The Factors Affecting the Exports of Laos to China
Keywords:
Exports, Gross domestic product, Foreign direct investment, Exchange RateAbstract
This paper aims to study: the factors affecting on Lao PDR's exports to China from 1995-2020 by using OLS robust model.
The results shown that Lao PDR has a trade balance with China, especially since 1995-2010, there is a continuous trade deficit because during that period, the production base has not brought technology to help. The largest trade deficit is in 2013 with a deficit of 860.92 million dollars, accounting for 7.19% of the gross domestic product and the smallest deficit is in 1997 with a deficit of 4.64 million dollars, accounting for 0.27% of the gross domestic product.
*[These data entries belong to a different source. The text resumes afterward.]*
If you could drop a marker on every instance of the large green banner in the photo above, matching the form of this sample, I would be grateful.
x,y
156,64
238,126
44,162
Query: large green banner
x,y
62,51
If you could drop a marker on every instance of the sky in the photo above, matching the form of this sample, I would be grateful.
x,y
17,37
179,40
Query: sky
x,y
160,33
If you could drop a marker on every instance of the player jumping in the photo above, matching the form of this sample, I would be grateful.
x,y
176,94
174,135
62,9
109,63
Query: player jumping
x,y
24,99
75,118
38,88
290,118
For the OLS Robust model, it was found that the per capita income is the most important or the most impactful and has a one-way relationship with the export value of Lao PDR with a statistical significance level of 0.05. It means that if other factors are assumed, when the per capita income of Chinese people increases by 1%, it will result in the export value of Lao PDR increasing by 3.01% and vice versa, if the per capita income of Chinese people decreases by 1%, it will result in the value of Lao PDR's exports to China decreasing by 3.01%. as well. Followed by the economic growth rate of Lao PDR. Assuming that other factors are constant, when the economic growth rate of Lao PDR increases by 1%, it will result in the value of its exports to China increasing by 0.13% and vice versa, if its economic growth rate decreases by 1%, it will result in the value of its exports to China decreasing by 0.13% with a statistical significance level of 0.1. The inflation rate of Lao PDR affects the export of Lao PDR to China in the same direction with a statistical significance level of 0.01, which means that assuming other factors are constant, when the inflation rate of Lao PDR increases by 1%, it will result in the value of Lao PDR's exports to China increasing by about 0.01%. But on the other hand, if the inflation rate of the Lao PDR decreases by 1%, it will result in the value of its exports to China or China's imports from Laos decreasing by 0.01% because they feel that the goods are more expensive and the independent variables used in the model can explain the variables up to 94%.